Poor spring weather, rather than the effect of the recent earthquake, will determine the scale of New Zealand milk output over the coming months, according to North Island Kiwi dairy farmer Pete Morgan.
We have had a very wet spring and this has created significant problems for both cows and farmers alike, he said.
“Assuming we get our normal very dry summer, then it’s fair to assume that milk volumes will be down, or at least static, across the main milk producing regions of the country this season.”
Morgan was a speaker at this year’s Teagasc National Dairy Conference, where he was visiting Ireland with his wife Anne, who co-presented at the conference with her husband.
They milk 520 spring calving cows in the Waikato region of New Zealand’s North Island.
“We control the business: it doesn’t control us. Quality of life is everything and the business has been developed to ensure that we both have ample time to devote to the family.
“One practical outworking of this is our practise of milking only once per day once the cows get beyond mid-season. Work smart: not hard is our motto.”

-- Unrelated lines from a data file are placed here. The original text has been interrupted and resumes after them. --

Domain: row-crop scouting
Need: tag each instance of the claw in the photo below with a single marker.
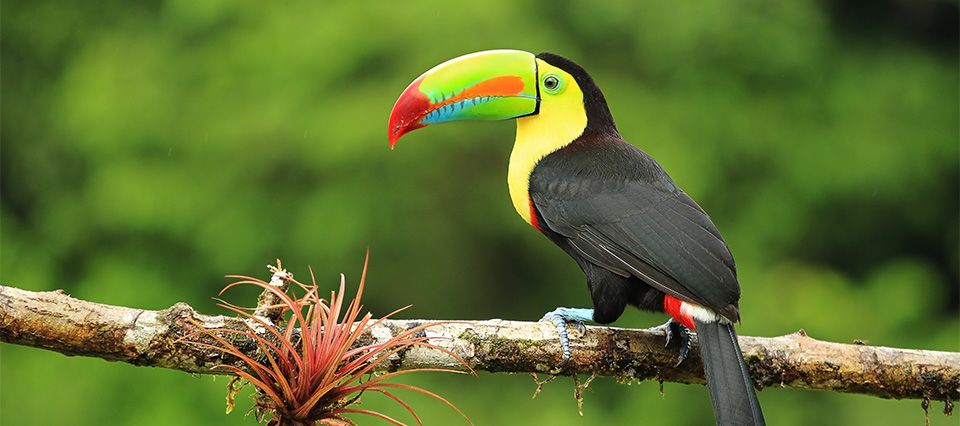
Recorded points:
(673, 329)
(560, 317)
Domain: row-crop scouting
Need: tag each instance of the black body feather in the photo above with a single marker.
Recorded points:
(637, 236)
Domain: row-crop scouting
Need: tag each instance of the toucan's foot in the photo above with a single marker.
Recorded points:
(673, 329)
(561, 317)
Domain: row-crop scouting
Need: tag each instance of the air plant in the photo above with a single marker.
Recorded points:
(310, 368)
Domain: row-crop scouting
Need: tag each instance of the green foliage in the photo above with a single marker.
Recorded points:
(149, 148)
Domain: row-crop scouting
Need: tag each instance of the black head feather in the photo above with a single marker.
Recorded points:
(598, 115)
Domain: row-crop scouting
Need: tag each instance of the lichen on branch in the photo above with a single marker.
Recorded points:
(58, 322)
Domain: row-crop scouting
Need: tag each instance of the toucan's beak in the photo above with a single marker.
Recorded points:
(488, 85)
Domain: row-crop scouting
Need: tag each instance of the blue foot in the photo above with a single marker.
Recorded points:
(671, 329)
(560, 317)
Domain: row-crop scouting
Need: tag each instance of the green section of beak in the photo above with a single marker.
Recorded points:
(488, 85)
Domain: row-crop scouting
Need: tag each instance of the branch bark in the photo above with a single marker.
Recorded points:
(58, 322)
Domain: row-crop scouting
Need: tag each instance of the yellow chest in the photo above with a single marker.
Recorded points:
(554, 127)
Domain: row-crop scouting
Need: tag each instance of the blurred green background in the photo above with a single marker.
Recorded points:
(149, 148)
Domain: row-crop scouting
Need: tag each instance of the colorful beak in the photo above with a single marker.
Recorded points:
(488, 85)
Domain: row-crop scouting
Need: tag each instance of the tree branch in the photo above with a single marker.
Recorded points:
(58, 322)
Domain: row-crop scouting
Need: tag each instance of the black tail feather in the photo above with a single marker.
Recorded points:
(734, 399)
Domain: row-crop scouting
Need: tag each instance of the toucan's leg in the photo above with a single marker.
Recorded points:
(560, 317)
(673, 330)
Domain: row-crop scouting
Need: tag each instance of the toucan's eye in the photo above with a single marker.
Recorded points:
(551, 83)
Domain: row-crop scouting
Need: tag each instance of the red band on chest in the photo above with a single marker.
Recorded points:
(674, 307)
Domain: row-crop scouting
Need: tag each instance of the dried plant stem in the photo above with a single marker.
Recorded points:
(58, 322)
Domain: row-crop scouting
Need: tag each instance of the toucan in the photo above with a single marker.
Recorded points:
(639, 239)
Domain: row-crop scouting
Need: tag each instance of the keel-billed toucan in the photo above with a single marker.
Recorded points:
(639, 238)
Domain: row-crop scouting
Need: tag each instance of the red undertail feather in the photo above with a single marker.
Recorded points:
(674, 307)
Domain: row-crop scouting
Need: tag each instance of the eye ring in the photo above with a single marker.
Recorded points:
(551, 83)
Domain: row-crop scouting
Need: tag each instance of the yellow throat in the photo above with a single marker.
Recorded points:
(561, 120)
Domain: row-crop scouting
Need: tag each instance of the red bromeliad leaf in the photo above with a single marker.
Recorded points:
(309, 368)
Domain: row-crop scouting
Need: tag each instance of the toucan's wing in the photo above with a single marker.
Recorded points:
(638, 226)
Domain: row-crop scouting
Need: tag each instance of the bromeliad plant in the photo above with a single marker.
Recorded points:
(310, 368)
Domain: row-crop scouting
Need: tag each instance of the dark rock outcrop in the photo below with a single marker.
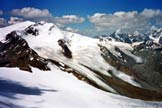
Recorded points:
(66, 51)
(15, 52)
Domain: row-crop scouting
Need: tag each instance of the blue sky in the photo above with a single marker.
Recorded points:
(88, 21)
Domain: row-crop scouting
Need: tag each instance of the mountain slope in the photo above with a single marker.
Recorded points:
(106, 64)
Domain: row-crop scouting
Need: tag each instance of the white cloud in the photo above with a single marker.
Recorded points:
(128, 21)
(1, 12)
(29, 12)
(3, 22)
(14, 20)
(69, 19)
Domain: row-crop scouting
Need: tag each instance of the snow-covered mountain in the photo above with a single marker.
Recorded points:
(109, 69)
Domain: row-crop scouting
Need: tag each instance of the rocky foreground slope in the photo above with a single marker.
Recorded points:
(129, 69)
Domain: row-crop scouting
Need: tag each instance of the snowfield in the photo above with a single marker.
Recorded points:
(56, 89)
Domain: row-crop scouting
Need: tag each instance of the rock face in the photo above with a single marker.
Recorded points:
(107, 64)
(66, 51)
(15, 52)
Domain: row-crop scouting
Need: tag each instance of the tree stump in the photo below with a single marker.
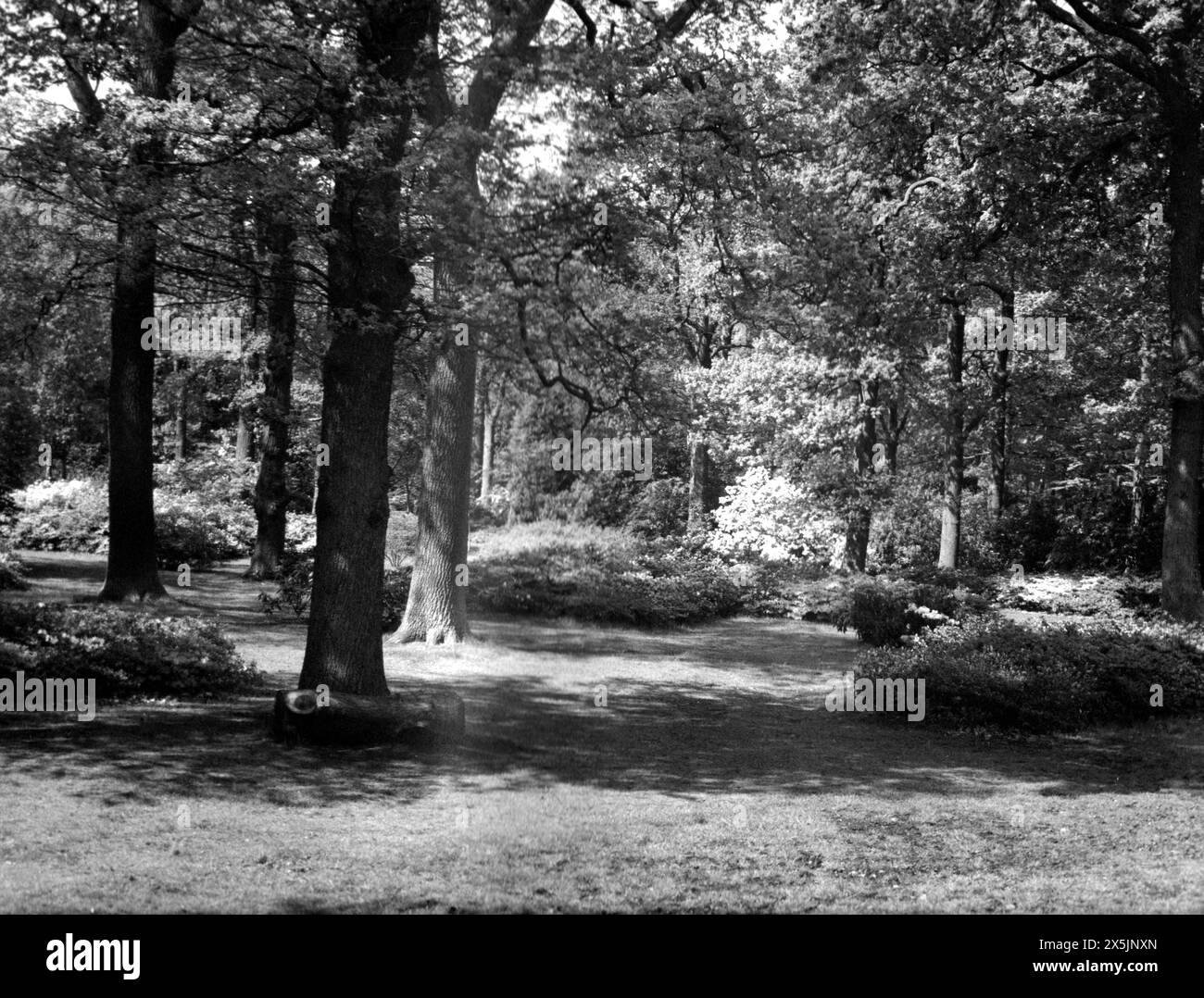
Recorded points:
(420, 717)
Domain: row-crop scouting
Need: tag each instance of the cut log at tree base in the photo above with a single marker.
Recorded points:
(420, 717)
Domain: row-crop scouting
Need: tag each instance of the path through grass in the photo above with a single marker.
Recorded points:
(711, 780)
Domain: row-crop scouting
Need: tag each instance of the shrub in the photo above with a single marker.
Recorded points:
(767, 518)
(999, 674)
(61, 516)
(1086, 595)
(191, 528)
(887, 610)
(128, 654)
(197, 528)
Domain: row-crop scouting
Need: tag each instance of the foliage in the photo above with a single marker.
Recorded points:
(12, 569)
(598, 574)
(61, 516)
(765, 517)
(128, 654)
(999, 674)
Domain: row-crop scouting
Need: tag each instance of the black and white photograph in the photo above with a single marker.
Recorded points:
(602, 457)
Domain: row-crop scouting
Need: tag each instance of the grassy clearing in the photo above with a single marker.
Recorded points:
(713, 780)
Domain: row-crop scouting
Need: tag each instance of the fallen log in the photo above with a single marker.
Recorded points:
(420, 717)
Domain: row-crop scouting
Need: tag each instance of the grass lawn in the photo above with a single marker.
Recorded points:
(711, 780)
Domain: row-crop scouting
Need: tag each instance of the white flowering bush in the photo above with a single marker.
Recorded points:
(769, 518)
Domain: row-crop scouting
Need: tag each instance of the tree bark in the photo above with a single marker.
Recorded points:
(132, 571)
(856, 537)
(955, 445)
(369, 281)
(486, 450)
(436, 608)
(272, 495)
(1181, 595)
(699, 452)
(242, 438)
(182, 411)
(997, 485)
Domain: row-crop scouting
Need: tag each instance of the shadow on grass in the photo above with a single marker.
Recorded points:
(679, 740)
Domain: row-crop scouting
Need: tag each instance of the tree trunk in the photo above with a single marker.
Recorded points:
(182, 411)
(856, 537)
(997, 485)
(699, 478)
(242, 440)
(1181, 595)
(369, 281)
(424, 717)
(132, 569)
(271, 486)
(955, 445)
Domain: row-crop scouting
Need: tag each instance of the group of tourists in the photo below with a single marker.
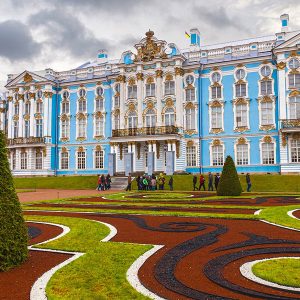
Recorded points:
(212, 181)
(150, 183)
(104, 182)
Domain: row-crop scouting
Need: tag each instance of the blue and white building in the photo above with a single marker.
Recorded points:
(161, 108)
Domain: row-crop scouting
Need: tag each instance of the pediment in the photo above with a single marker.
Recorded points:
(26, 78)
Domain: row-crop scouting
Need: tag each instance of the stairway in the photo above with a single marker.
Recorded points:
(118, 183)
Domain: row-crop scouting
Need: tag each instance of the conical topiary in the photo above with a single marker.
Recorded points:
(229, 184)
(13, 231)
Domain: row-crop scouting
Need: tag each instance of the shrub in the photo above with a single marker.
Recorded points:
(13, 231)
(229, 184)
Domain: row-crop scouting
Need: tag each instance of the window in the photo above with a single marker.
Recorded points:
(191, 156)
(266, 110)
(266, 87)
(132, 92)
(217, 155)
(241, 115)
(117, 122)
(150, 90)
(16, 129)
(82, 105)
(169, 87)
(82, 128)
(294, 81)
(169, 117)
(16, 109)
(39, 107)
(64, 161)
(99, 126)
(132, 120)
(240, 74)
(295, 107)
(150, 118)
(23, 160)
(117, 101)
(242, 154)
(190, 94)
(216, 77)
(99, 104)
(65, 129)
(99, 159)
(26, 129)
(39, 128)
(295, 150)
(27, 108)
(40, 94)
(99, 91)
(65, 95)
(265, 71)
(38, 160)
(81, 160)
(65, 107)
(240, 90)
(216, 117)
(216, 92)
(267, 153)
(82, 92)
(294, 63)
(190, 119)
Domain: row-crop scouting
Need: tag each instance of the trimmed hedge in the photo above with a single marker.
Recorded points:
(229, 184)
(13, 231)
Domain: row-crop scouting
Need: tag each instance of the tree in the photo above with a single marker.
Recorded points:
(13, 231)
(229, 184)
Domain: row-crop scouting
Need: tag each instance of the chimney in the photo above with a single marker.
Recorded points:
(102, 56)
(195, 37)
(284, 22)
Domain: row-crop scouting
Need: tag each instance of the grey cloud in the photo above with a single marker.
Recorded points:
(16, 41)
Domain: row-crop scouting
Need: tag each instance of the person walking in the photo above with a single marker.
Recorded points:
(171, 183)
(202, 182)
(195, 182)
(217, 179)
(210, 182)
(248, 180)
(129, 183)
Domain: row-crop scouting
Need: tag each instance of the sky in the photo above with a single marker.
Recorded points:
(63, 34)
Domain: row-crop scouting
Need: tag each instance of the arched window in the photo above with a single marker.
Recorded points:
(150, 118)
(169, 117)
(132, 120)
(190, 119)
(294, 107)
(99, 126)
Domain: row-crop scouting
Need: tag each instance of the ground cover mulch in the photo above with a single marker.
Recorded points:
(16, 283)
(201, 257)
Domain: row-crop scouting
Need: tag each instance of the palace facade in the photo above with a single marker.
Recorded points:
(161, 109)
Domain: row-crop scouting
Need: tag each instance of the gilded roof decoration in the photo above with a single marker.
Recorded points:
(150, 49)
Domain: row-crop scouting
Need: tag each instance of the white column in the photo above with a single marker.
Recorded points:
(179, 91)
(122, 101)
(9, 119)
(140, 98)
(159, 96)
(21, 120)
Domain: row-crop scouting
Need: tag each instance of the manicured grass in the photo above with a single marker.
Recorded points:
(284, 271)
(101, 272)
(260, 183)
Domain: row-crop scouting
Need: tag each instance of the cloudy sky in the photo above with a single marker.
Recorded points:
(63, 34)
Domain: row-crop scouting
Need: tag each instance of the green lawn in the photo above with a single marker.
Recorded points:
(260, 183)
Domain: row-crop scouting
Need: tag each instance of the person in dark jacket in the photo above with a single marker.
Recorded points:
(217, 179)
(248, 180)
(210, 182)
(195, 182)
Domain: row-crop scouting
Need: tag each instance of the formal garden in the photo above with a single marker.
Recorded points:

Both the Morgans are strong advocates of improved soil and grassland management principles being at the heart of every viable dairy farming business.
The entire land block is soil tested regularly over a two-year period.
“This approach, in tandem with enhanced pasture management techniques, is the gateway to improved production and profitability. Discussion groups play a key role within New Zealand’s dairy industry, specifically when it comes to communicating and assessing the viability of new ideas.”
Anne confirmed the absolute importance of farmers knowing their costs and having a real grip of cash flash flows – in real time.
“Bench marking is equally important. If farmers do not know their costs then they are not in control of their businesses.”